Para, chapitre 5, michna 5. Ce chapitre traite des récipients utilisés dans la préparation de l'eau de 'hatas : le récipient dans lequel on puise l'eau de source, et celui dans lequel on dépose les cendres de la para adouma dans cette eau, geste appelé kiddouch, la sanctification de l'eau. Notre michna enseigne quels types de récipients conviennent pour cela et, tout aussi important, ce qui ne mérite pas du tout le nom de récipient.
Tous les récipients conviennent
La michna s'ouvre sur une permission très large : "Be'khol hakelim mekaddechin", le kiddouch peut se faire dans n'importe quel récipient. Elle énumère ensuite des exemples dont on aurait pu douter : "afilou bikhli gelalim", même un ustensile façonné dans de la bouse de bétail séchée, de même "bikhli avanim", un ustensile taillé dans la pierre, et "ouvikhli adama", un ustensile modelé dans de la terre jamais passée au four. Pourquoi nommer précisément ces trois-là ? Parce que ce ne sont pas les matériaux dont on fait habituellement les ustensiles domestiques : on aurait donc pu supposer qu'ils étaient inaptes. La michna enseigne que pour cet usage ils conviennent pleinement. Un cas de plus est ajouté : "Ouvisfina mekaddechin bah", l'eau peut même être sanctifiée à l'intérieur d'un bateau.
Ce qui n'est pas un récipient
Après avoir montré l'ampleur de cette permission, la michna en trace maintenant la limite. "Ein mekaddechin", on ne fait pas la sanctification "bedofnos hakelim", dans les parois détachées d'ustensiles brisés, ni "bechoulei hama'hats", dans la partie inférieure d'une louche à puiser, ni "bimgoufas he'havis", dans le bouchon qui ferme un tonneau de vin, ni "be'hofnav", dans les deux paumes d'une personne tenues jointes.
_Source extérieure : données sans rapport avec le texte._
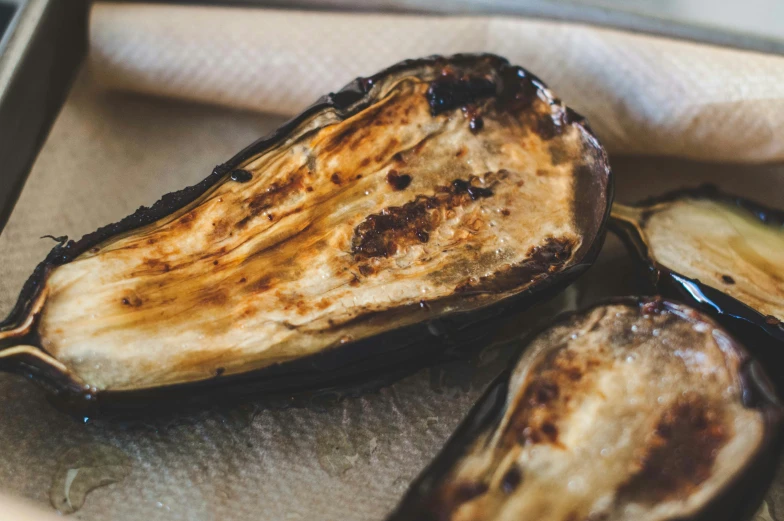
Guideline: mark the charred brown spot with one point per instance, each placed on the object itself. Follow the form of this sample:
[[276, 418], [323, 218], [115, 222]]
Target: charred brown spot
[[450, 92], [679, 453], [132, 301], [542, 392], [549, 126], [261, 285], [382, 234], [366, 269], [242, 223], [546, 259], [398, 181], [652, 306]]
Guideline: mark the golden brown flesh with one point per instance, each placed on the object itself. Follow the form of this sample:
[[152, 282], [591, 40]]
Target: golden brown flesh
[[624, 412], [339, 232], [723, 246]]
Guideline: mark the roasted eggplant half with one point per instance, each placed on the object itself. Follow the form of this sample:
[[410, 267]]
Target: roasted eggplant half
[[720, 253], [641, 410], [426, 198]]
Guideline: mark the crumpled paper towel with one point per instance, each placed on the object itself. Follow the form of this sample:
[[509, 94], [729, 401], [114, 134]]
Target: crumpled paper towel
[[641, 94]]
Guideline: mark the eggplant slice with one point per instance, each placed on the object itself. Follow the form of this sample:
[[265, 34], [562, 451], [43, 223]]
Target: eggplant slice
[[639, 410], [439, 191], [720, 253]]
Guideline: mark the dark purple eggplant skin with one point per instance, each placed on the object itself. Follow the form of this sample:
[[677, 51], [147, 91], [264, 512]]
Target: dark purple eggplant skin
[[378, 360], [738, 502], [763, 338]]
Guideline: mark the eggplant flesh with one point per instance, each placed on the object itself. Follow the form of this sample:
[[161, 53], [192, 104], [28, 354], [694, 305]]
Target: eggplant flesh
[[631, 410], [437, 187], [721, 253]]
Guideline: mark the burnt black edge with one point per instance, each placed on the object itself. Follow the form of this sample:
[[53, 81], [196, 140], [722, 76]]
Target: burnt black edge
[[738, 501], [351, 94], [340, 370], [764, 340], [764, 213], [354, 96]]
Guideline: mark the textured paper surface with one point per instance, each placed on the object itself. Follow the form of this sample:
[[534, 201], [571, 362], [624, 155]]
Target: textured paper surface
[[642, 95], [341, 461]]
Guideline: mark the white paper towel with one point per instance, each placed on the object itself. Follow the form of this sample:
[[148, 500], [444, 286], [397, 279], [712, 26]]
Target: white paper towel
[[641, 94]]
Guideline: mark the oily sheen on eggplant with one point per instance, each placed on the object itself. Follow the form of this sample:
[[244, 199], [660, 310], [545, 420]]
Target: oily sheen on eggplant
[[720, 253], [431, 195], [642, 410]]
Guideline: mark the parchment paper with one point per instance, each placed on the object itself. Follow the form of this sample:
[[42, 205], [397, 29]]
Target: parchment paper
[[331, 460]]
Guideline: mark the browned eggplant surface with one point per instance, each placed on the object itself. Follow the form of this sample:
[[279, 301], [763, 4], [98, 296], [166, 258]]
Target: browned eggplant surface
[[438, 187], [631, 410], [719, 252]]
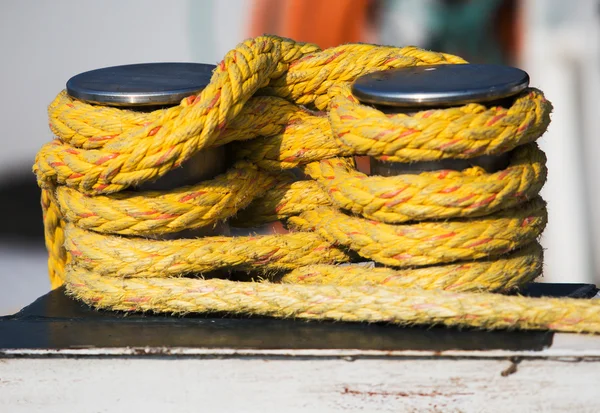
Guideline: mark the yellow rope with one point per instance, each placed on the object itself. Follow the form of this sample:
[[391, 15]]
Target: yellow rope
[[443, 241]]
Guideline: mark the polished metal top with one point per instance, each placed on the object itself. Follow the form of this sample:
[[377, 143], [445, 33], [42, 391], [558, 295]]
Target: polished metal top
[[439, 85], [146, 84]]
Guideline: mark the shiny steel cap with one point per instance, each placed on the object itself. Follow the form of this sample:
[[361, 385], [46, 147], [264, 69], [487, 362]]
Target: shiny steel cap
[[439, 85], [146, 84]]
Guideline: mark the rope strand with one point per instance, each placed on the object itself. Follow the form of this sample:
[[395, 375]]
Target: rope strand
[[429, 248]]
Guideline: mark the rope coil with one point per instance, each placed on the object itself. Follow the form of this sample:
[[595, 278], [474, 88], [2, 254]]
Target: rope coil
[[447, 239]]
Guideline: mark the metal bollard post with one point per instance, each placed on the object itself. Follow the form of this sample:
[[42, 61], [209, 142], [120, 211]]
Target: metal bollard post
[[408, 90], [151, 86]]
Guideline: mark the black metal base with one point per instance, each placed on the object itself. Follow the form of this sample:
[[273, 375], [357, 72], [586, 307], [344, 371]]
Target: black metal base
[[55, 321]]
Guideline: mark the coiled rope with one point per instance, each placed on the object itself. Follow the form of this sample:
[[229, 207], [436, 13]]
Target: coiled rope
[[448, 240]]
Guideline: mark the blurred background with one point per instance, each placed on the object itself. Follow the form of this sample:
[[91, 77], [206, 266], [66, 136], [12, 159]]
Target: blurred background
[[45, 42]]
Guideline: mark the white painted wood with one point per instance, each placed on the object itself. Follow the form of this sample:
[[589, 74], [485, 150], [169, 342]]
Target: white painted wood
[[295, 384]]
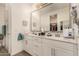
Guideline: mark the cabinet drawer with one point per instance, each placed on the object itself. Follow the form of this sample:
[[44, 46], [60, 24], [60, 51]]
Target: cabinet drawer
[[37, 40], [37, 49], [64, 45], [63, 52]]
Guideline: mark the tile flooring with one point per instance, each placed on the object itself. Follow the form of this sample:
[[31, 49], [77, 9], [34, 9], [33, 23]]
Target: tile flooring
[[4, 52]]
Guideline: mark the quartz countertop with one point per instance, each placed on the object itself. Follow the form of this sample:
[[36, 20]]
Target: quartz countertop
[[62, 39]]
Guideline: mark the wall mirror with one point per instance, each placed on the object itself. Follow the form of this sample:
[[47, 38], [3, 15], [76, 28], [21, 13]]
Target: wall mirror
[[52, 17]]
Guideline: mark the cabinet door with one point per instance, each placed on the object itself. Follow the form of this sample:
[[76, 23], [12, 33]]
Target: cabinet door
[[28, 45], [37, 49], [47, 50], [62, 52]]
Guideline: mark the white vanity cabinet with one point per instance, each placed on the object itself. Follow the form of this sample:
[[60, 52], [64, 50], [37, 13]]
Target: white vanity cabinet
[[28, 45], [41, 46], [37, 46], [57, 48]]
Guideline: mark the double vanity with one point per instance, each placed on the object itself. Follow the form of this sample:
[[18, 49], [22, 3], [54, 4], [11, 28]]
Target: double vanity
[[53, 18], [49, 45]]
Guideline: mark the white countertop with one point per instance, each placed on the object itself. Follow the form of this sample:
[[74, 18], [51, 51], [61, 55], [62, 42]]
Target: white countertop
[[62, 39]]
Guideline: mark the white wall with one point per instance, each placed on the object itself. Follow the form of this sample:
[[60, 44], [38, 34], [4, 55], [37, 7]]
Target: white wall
[[19, 12], [2, 19], [62, 15]]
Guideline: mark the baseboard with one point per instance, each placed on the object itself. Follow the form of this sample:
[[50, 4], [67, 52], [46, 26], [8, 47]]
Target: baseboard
[[22, 51], [12, 54]]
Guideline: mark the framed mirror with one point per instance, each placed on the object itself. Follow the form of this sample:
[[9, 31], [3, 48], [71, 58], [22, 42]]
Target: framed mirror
[[51, 17]]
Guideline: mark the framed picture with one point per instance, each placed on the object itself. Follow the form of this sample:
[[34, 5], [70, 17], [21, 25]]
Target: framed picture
[[53, 22], [24, 23]]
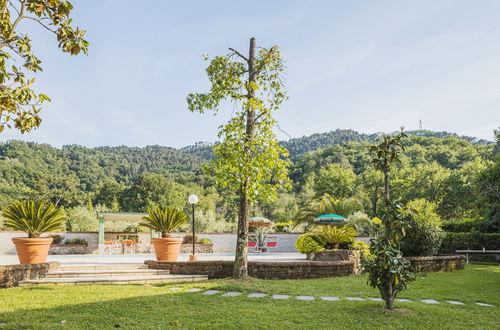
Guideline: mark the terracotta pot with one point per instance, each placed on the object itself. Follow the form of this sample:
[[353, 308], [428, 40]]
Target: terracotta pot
[[167, 249], [32, 250]]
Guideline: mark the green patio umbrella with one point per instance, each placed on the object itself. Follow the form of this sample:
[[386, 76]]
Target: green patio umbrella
[[330, 219]]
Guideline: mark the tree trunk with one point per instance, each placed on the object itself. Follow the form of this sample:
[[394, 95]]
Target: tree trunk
[[389, 295], [240, 269]]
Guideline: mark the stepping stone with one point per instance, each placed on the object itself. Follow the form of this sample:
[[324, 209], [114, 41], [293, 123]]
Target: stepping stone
[[453, 302], [330, 298], [485, 305], [211, 292], [231, 294], [256, 295]]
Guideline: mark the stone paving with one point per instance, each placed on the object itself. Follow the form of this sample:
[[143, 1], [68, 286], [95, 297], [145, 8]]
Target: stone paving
[[312, 298]]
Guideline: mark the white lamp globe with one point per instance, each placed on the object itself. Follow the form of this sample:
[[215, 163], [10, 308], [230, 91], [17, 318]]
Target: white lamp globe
[[193, 199]]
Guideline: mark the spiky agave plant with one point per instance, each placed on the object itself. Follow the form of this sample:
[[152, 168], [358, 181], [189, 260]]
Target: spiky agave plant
[[164, 219], [34, 218]]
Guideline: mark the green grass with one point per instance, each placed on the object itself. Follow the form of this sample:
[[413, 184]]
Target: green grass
[[156, 307]]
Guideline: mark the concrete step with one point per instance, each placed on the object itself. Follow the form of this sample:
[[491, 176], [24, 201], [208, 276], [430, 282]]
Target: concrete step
[[105, 273], [99, 267], [144, 279]]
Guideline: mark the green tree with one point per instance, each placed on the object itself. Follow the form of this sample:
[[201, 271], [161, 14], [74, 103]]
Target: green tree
[[388, 270], [335, 180], [248, 159], [19, 104]]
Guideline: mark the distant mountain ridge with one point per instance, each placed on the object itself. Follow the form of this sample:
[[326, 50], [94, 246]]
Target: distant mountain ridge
[[304, 144]]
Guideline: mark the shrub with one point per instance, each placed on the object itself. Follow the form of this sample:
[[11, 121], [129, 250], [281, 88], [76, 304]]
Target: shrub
[[188, 239], [461, 226], [363, 224], [208, 222], [76, 241], [164, 219], [204, 241], [469, 241], [333, 236], [308, 242], [56, 239], [81, 219], [424, 234], [283, 227], [34, 218], [363, 248]]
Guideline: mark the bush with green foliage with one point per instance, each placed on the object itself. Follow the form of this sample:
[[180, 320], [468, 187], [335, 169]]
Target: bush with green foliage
[[363, 248], [363, 224], [81, 219], [308, 242], [204, 241], [76, 241], [56, 239], [333, 236], [461, 226], [469, 241], [423, 234], [164, 220], [34, 218]]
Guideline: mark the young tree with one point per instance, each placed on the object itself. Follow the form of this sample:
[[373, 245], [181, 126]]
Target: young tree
[[248, 159], [388, 271], [19, 104]]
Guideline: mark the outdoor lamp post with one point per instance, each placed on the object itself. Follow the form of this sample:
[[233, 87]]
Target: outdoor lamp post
[[193, 199]]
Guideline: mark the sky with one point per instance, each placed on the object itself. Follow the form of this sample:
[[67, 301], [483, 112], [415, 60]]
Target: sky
[[370, 66]]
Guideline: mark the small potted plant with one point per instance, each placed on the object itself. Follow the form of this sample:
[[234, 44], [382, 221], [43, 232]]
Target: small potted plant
[[165, 220], [34, 218]]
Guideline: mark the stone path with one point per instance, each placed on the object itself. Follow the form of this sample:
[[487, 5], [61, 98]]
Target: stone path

Une raison est jointe à cette liste : "Mipnei che'ein memalin", le puisage de l'eau de source, "ve'ein mekaddechin", le mélange des cendres, "ve'ein mazin", et l'aspersion de la "mei 'hatas" achevée, ne sont valables chacun "ella bikhli", qu'au moyen d'un véritable récipient. Un tesson, un bouchon de tonneau, un éclat brisé d'ustensile ou deux paumes creusées peuvent parfaitement retenir un liquide, mais aucun d'eux ne possède le statut de récipient, et chaque étape de l'eau de 'hatas en exige un.
Le tsamid patil requiert aussi un récipient
Pour conclure, la michna cite une règle parallèle dans le domaine de la touma : "Ein matsilin betsamid patil", un couvercle hermétiquement scellé sauve son contenu de l'impureté dans un seul cas, "ella kelim", lorsque le contenant est un récipient ; "che'ein matsilin", car la protection contre l'impureté transmise "miyad kli 'heres", par un récipient de terre cuite, n'appartient qu'aux récipients.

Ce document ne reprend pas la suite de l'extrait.